Der erste Punkt wäre, dass man den Abzug der latenten Steuern beim Zugewinnausgleich nicht auf das Endvermögen beschränken dürfte, sondern in gleicher Weise auf das Anfangsvermögen erstrecken müsste.[35] Bestand ein Unternehmen schon bei Heirat, müsste folglich bezogen auf den damaligen Zeitpunkt die damals im Veräußerungsfall hypothetisch angefallene Ertragsteuer berechnet werden. Waren damals Grundstücke vorhanden, müsste die entsprechende Spekulationssteuer abgezogen werden usw. Ob der BGH diese Konsequenz seiner Thesen erkannt hat, wird von manchen bezweifelt.[36]

Jedenfalls ist das nicht ganz unaufwändig, zumal das damalige Steuerrecht zugrunde zu legen wäre und der damalige Gesamtbetrag des zu versteuernden Einkommens etc., da es stets um die einzelfallbezogene Ermittlung der Steuer nach den individuellen Steuermerkmalen des jeweiligen Ehegatten geht.[37] Gerade bei Unternehmen wird sich die Steuerlast oft nur schwer quantifizieren lassen, weil sie von vielen verschiedenen Faktoren abhängt.[38] Auch wenn man dazu gewisse Schätzungen zulassen sollte,[39] wird man meist nicht ohne Fachanwalt für Steuerrecht auskommen.[40] Abgesehen davon zeigt sich gerade mit Blick auf das Anfangsvermögen, dass es seltsam anmutet, wenn hier eine latente Steuer abgezogen wird, obwohl man zum gegenwärtigen Zeitpunkt genau weiß, dass diese Steuer tatsächlich nie angefallen ist.

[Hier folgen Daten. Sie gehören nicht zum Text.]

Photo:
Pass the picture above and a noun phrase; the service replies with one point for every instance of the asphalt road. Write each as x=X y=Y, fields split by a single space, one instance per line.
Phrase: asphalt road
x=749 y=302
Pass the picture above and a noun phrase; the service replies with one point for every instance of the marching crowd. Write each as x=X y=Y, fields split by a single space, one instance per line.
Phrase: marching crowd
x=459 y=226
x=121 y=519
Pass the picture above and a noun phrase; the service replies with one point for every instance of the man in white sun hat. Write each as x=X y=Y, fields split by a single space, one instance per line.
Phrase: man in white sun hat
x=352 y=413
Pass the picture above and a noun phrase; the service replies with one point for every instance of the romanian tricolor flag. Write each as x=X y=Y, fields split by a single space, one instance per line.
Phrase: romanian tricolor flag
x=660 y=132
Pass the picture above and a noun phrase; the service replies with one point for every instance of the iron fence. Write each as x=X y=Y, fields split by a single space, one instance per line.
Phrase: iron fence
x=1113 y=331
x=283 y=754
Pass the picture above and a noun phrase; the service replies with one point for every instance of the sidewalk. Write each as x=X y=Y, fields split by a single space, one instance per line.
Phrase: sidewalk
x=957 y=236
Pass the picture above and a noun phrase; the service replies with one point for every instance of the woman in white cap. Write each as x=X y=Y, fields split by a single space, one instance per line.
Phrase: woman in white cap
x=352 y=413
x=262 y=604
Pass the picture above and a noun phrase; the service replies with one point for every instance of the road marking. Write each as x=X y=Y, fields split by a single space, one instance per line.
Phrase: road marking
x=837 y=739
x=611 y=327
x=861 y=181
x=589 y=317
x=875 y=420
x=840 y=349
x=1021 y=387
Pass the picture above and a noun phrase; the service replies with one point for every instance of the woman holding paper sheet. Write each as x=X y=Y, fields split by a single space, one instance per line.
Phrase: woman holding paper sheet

[35] Klarstellend Kogel, Strategien beim Zugewinnausgleich, 7. Aufl. 2022, Rn 1137 für Grundstücke, Rn 1183a für Unternehmen; Elden, NZFam 2021, 677 (680); Münch, DStR 2014, 806 (812); Münch, Handbuch Familiensteuerrecht, 2. Aufl. 2020, Rn 200; BeckOGK BGB/Preisner, 1.5.2022, § 1376 Rn 469.
[36] Vgl. Hachmeister/Ruthardt, FS Großfeld, 2019, S. 153 (170).
[37] BGH FamRZ 2011, 1367; Kogel, Strategien beim Zugewinnausgleich, 7. Aufl. 2022, Rn 1182; Schulz, FamRZ 2014, 1684; BeckOGK BGB/Preisner, 1.5.2022, § 1376 Rn 467 f.
[38] Vgl. Winkler, ZEV 2005, 89 (90).
[39] So jedenfalls noch BGH FamRZ 2011, 183.
[40] Vgl. Münch, Handbuch Familiensteuerrecht, 2. Aufl. 2020, Rn 193 (S. 159); Schlünder, FamRZ 2015, 372.